In the period of 2002-2006, under the financial supports of UE-AEP and Cordaid, Enda Vietnam conducted projects of waste sorting at source, supporting independent waste collectors and scavengers and waste management in District 5 and District 6, Ho Chi Minh City and Quy Nhon City in the aim at joining its hands in supporting cities cut down their budgets and save some of land funds for waste treatments. These projects were exactly the first steps of Enda Vietnam in the field of waste management and environmental protection.

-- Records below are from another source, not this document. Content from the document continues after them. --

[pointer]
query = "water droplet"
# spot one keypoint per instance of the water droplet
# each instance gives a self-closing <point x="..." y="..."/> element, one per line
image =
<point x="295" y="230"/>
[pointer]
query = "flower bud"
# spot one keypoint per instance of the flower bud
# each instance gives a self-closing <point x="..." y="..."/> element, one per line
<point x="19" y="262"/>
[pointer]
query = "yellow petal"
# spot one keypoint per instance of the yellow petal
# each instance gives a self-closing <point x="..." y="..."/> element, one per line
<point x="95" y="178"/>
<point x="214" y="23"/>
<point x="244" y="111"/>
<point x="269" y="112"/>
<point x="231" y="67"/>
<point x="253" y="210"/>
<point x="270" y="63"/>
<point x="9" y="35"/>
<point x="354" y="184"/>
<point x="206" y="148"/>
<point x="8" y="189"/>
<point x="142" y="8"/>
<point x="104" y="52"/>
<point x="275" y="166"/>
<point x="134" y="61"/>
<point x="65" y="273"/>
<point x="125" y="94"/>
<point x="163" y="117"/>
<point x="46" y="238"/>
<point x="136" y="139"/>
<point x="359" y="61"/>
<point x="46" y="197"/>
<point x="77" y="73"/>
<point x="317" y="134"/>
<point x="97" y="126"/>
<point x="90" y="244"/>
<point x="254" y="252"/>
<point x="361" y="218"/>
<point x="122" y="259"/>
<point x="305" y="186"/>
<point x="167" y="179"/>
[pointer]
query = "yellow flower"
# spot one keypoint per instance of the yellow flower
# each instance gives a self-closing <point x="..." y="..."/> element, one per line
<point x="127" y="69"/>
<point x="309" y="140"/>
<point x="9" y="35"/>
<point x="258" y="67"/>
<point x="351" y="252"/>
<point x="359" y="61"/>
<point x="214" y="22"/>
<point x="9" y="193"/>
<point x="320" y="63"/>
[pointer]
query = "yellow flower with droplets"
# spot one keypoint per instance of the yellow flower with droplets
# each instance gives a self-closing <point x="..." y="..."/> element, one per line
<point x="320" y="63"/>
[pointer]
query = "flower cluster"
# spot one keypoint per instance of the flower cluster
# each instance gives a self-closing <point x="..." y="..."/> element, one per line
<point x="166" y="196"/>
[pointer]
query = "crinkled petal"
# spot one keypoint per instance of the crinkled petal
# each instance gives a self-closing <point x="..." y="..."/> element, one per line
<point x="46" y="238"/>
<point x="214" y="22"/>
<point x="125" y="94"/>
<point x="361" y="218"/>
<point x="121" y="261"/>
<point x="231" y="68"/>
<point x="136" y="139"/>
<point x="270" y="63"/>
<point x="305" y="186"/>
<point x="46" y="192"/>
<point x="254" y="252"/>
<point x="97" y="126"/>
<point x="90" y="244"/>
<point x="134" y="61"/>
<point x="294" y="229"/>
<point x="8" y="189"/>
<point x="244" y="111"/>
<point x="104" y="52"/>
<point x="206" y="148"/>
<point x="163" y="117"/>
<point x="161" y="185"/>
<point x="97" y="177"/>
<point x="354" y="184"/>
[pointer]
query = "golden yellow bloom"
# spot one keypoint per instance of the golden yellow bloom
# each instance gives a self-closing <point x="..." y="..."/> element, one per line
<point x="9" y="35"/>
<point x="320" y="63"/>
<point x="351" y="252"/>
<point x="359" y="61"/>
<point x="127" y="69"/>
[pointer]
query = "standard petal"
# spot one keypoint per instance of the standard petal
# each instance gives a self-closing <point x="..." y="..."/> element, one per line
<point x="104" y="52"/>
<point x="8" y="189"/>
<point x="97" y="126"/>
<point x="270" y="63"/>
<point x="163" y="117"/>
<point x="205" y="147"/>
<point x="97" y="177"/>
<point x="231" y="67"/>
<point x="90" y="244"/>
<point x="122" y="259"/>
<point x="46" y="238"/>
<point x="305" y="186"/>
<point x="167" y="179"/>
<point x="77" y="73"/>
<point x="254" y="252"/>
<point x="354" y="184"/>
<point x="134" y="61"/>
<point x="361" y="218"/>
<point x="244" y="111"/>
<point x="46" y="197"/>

The program of “Pro-poor and sustainable solid waste management in secondary cities and small towns” funded by United Nation-Economic and Social Commission for Asia and the Pacific (UNESCAP), has been conducted in Quy Nhon city as a pilot project since 2005. It was replicated in Kontum in 2012. The project focused on collection, sorting and treating of municipal solid waste in community to recycle the waste, to produce compost, to reduce transportation cost of huge volume of municipal waste as well as to reduce overloading of the city landfills. During the project phase, two Integrated Resource Recovery Centers (IRRCs) were built up in order to maximally make use of available organic waste in two selected cities. The effective operation of IRRCs has proven to change the community attitudes and behaviors on waste which is become our resource. Up to now, with the enthusiasm of local stakeholders, especially local municipal leaders, waste segregation at source program has been well implemented and expanded to non-households and households in the whole city of Quy Nhon.
In Ho Chi Minh City, the project “Towards better social inclusion and protection to informal waste collectors and recyclers” started in 2011 with the support of the European Commission (EC). The project’s aim is to build the capacity of local stakeholders, to provide direct support and to conduct advocacy for better working conditions and access to public services for independent waste collectors.
In both projects, waste sorting and applying of 3R (Reduce-Recycle-Reused) are considered as project strategic activities to sustainably achieve the project objectives. These programs have same key activities: waste sorting at the source and improvement of the working conditions of Independent Waste Collectors (IWCs). This UNESCAP project can provide a good model for IWCs in suburban areas to start businesses based on composting organic waste. The results of studies and advocacy activities from IWCs as well as experience on advocacy can be transferred to these 2 programs. The idea is to set up a network of IWCs in Vietnam to enhance their voice and turn them into socially and officially accepted professionals of waste collection and recycling.